We made an early start next morning to Olvera, and the start of the Via Verde cycle path, along the track of an unfinished railway - the company went bust before the railway started operating. Thankfully it was cloudy and much cooler.  It was a pleasant if undramatic 22 mile ride, the highspot being the sighting of about 40 griffon vultures circling on the thermals.

Cycling along the Via Verde
The ranger at the interpretation centre close by enthusiastically shared his knowledge, telling us that there are 200 breeding pairs in the area. From the centre you can see images from a camera sited high on the cliffs, but being the middle of the day there was little to see; early morning or evening are the best times. At the end of the trail we were able to phone for a taxi with a four-bike carrier to transport us back to the vans, and we then drove the short distance to the overnight campsite.
This particular site had a slight air of neglect, as if the money had run out, although the facilities were fine. In its favour were the stunning views of the mountains on all sides. We had a well-deserved slow start next morning and as we enjoyed coffee outside the vans, the vultures circled high above. We were delighted when a few of them came much closer, hovering some forty feet above the vans and also swooping towards us from the hills. Clive, who has a passion for bird photography, was able to take some excellent pictures with his massive lens.

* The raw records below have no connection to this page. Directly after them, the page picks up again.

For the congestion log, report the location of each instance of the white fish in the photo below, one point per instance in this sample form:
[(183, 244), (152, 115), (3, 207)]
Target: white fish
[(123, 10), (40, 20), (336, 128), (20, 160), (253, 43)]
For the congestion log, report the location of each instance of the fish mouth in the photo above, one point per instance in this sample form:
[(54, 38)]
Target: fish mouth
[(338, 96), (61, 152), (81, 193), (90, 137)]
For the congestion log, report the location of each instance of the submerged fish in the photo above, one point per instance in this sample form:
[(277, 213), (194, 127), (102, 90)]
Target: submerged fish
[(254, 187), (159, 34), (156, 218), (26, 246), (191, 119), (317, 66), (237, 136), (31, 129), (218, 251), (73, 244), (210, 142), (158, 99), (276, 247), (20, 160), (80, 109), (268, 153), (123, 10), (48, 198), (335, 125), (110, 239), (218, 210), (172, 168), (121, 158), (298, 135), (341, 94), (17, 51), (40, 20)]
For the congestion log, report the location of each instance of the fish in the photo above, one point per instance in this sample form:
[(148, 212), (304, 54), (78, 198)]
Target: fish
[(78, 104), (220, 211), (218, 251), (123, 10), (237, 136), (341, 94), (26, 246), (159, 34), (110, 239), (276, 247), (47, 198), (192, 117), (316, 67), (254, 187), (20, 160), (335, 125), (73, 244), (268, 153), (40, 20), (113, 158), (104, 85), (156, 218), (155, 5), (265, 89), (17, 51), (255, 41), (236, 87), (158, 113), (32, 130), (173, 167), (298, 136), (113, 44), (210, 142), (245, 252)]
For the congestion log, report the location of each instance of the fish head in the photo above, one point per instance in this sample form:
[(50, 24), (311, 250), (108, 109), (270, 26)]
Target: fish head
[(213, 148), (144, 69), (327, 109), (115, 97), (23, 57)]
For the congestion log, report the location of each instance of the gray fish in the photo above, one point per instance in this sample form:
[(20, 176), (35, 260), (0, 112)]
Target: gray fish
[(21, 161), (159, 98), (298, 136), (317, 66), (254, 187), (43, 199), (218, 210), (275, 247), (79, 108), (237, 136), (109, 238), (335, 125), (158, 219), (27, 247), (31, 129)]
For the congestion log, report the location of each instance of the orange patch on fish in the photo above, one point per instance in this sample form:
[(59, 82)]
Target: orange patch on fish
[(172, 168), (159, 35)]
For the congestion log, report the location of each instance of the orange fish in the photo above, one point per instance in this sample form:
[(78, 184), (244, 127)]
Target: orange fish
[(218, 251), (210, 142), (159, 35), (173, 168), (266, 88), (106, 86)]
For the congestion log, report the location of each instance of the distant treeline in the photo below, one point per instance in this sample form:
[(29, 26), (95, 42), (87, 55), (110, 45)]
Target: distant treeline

Griffon Vulture (courtesy of Clive Harward)
We dragged ourselves away around midday to head for the next site at Humilladero, just a short drive away.  En route (or should I say ir camino a?) the land was obliterated by the regimental rows of olive trees, including huge numbers of young trees. In contrast, we then passed a wind farm, the rows of turbines echoing those of the olive trees. Once we reached the site we celebrated day 20 of our trip by relaxing in the sunshine. Next day we drove to El Torcal, an extensive area of amazing limestone rock formations.

El Torcal
This involved ascending a minor road with many hairpin bends, which then deteriorated into single track with few passing places. As we were early going up wasn't a problem. After completing the two hour trail in three hours - it was obviously very rocky underfoot and there were photo stops galore - we headed back down the hill, tucking in behind a shuttle coach returning to a lower car park. There was only one hairy moment when a coach approached in the opposite direction but we huddled against the low wall at the edge of the road, folded in the offside wing mirror and the coach inched past. Phew! Then on to the site at Villafranca, about 13 miles from Cordoba.